Source code for mlflow.entities.assessment

from __future__ import annotations

import json
import time
from dataclasses import dataclass
from typing import Any

from google.protobuf.json_format import MessageToDict, ParseDict
from google.protobuf.struct_pb2 import Value

from mlflow.entities._mlflow_object import _MlflowObject
from mlflow.entities.assessment_error import AssessmentError
from mlflow.entities.assessment_source import AssessmentSource, AssessmentSourceType
from mlflow.exceptions import MlflowException
from mlflow.protos.assessments_pb2 import Assessment as ProtoAssessment
from mlflow.protos.assessments_pb2 import Expectation as ProtoExpectation
from mlflow.protos.assessments_pb2 import Feedback as ProtoFeedback
from mlflow.utils.annotations import experimental
from mlflow.utils.exception_utils import get_stacktrace
from mlflow.utils.proto_json_utils import proto_timestamp_to_milliseconds

# Feedback value should be one of the following types:
# - float
# - int
# - str
# - bool
# - list of values of the same types as above
# - dict with string keys and values of the same types as above
PbValueType = float | int | str | bool
FeedbackValueType = PbValueType | dict[str, PbValueType] | list[PbValueType]

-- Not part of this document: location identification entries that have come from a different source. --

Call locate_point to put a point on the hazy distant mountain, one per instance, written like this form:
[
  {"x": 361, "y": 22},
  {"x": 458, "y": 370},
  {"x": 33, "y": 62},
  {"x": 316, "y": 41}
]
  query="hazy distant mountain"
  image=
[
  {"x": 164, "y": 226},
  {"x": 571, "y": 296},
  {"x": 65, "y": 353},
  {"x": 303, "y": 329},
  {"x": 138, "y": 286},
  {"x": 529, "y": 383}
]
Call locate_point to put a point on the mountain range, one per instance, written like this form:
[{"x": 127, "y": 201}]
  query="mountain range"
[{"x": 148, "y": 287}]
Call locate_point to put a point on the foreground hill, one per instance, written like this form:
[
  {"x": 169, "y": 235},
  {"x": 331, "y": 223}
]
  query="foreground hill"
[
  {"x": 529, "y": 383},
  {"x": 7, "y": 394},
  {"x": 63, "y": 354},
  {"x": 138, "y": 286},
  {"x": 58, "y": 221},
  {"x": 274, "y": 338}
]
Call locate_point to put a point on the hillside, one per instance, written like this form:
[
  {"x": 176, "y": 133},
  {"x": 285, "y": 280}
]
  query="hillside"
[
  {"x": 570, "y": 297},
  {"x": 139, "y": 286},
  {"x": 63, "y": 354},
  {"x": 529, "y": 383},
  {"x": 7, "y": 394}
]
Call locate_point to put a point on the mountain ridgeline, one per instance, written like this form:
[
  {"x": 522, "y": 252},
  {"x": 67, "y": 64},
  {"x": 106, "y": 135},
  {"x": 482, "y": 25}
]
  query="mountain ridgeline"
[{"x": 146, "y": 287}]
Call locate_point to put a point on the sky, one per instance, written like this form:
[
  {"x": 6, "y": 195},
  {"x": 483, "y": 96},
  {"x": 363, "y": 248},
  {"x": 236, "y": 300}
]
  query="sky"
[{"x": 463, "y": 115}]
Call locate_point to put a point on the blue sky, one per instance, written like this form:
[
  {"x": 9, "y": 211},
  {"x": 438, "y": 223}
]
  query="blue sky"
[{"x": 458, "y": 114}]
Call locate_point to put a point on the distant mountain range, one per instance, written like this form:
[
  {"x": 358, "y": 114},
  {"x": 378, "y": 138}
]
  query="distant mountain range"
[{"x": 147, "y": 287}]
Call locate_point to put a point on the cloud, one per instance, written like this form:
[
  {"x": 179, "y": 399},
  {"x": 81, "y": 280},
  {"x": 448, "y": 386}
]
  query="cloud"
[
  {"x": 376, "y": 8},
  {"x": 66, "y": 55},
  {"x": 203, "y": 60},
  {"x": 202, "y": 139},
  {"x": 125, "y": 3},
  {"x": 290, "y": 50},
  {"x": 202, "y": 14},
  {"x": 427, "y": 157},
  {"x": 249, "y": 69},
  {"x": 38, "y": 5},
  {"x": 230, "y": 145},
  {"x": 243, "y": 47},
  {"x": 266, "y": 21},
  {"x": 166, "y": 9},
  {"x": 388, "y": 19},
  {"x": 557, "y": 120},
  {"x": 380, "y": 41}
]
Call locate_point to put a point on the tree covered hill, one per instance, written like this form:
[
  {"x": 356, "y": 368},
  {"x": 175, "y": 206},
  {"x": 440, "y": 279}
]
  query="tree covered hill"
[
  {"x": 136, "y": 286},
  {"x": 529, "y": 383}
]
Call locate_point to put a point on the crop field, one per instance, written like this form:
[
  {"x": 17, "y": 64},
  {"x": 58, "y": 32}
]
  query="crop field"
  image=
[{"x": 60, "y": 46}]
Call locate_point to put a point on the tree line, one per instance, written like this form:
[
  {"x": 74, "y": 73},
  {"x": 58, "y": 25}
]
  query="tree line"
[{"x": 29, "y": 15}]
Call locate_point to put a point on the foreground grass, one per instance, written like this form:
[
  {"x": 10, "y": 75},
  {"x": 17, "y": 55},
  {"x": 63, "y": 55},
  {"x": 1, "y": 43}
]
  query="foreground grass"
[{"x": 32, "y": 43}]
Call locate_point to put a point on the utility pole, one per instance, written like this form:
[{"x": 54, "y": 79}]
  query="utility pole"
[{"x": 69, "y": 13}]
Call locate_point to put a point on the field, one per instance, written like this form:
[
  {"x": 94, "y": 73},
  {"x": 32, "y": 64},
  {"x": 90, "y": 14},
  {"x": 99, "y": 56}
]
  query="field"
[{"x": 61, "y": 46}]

[docs]@experimental(version="2.21.0")
@dataclass
class Assessment(_MlflowObject):
    """
    Base class for assessments that can be attached to a trace.
    An Assessment should be one of the following types:

    - Expectations: A label that represents the expected value for a particular operation.
        For example, an expected answer for a user question from a chatbot.
    - Feedback: A label that represents the feedback on the quality of the operation.
        Feedback can come from different sources, such as human judges, heuristic scorers,
        or LLM-as-a-Judge.
    """

    name: str
    source: AssessmentSource
    # NB: The trace ID is optional because the assessment object itself may be created
    #   standalone. For example, a custom metric function returns an assessment object
    #   without a trace ID. That said, the trace ID is required when logging the
    #   assessment to a trace in the backend eventually.
    #   https://docs.databricks.com/aws/en/generative-ai/agent-evaluation/custom-metrics#-metric-decorator
    trace_id: str | None = None
    run_id: str | None = None
    rationale: str | None = None
    metadata: dict[str, str] | None = None
    span_id: str | None = None
    create_time_ms: int | None = None
    last_update_time_ms: int | None = None
    # NB: The assessment ID should always be generated in the backend. The CreateAssessment
    #   backend API asks for an incomplete Assessment object without an ID and returns a
    #   complete one with assessment_id, so the ID is Optional in the constructor here.
    assessment_id: str | None = None
    # Deprecated, use `error` in Feedback instead. Just kept for backward compatibility
    # and will be removed in the 3.0.0 release.
    error: AssessmentError | None = None
    # Should only be used internally. To create an assessment with an expectation or feedback,
    # use the`Expectation` or `Feedback` classes instead.
    expectation: ExpectationValue | None = None
    feedback: FeedbackValue | None = None
    # The ID of the assessment which this assessment overrides.
    overrides: str | None = None
    # Whether this assessment is valid (i.e. has not been overridden).
    # This should not be set by the user, it is automatically set by the backend.
    valid: bool | None = None

    def __post_init__(self):
        from mlflow.tracing.constant import AssessmentMetadataKey

        if (self.expectation is not None) + (self.feedback is not None) != 1:
            raise MlflowException.invalid_parameter_value(
                "Exactly one of `expectation` or `feedback` should be specified.",
            )

        # Populate the error field to the feedback object
        if self.error is not None:
            if self.expectation is not None:
                raise MlflowException.invalid_parameter_value(
                    "Cannot set `error` when `expectation` is specified.",
                )
            if self.feedback is None:
                raise MlflowException.invalid_parameter_value(
                    "Cannot set `error` when `feedback` is not specified.",
                )
            self.feedback.error = self.error

        # Set timestamp if not provided
        current_time = int(time.time() * 1000)  # milliseconds
        if self.create_time_ms is None:
            self.create_time_ms = current_time
        if self.last_update_time_ms is None:
            self.last_update_time_ms = current_time

        if not isinstance(self.source, AssessmentSource):
            raise MlflowException.invalid_parameter_value(
                "`source` must be an instance of `AssessmentSource`. "
                f"Got {type(self.source)} instead."
            )
        # Extract and set run_id from metadata but don't modify the proto representation
        if (
            self.run_id is None
            and self.metadata
            and AssessmentMetadataKey.SOURCE_RUN_ID in self.metadata
        ):
            self.run_id = self.metadata[AssessmentMetadataKey.SOURCE_RUN_ID]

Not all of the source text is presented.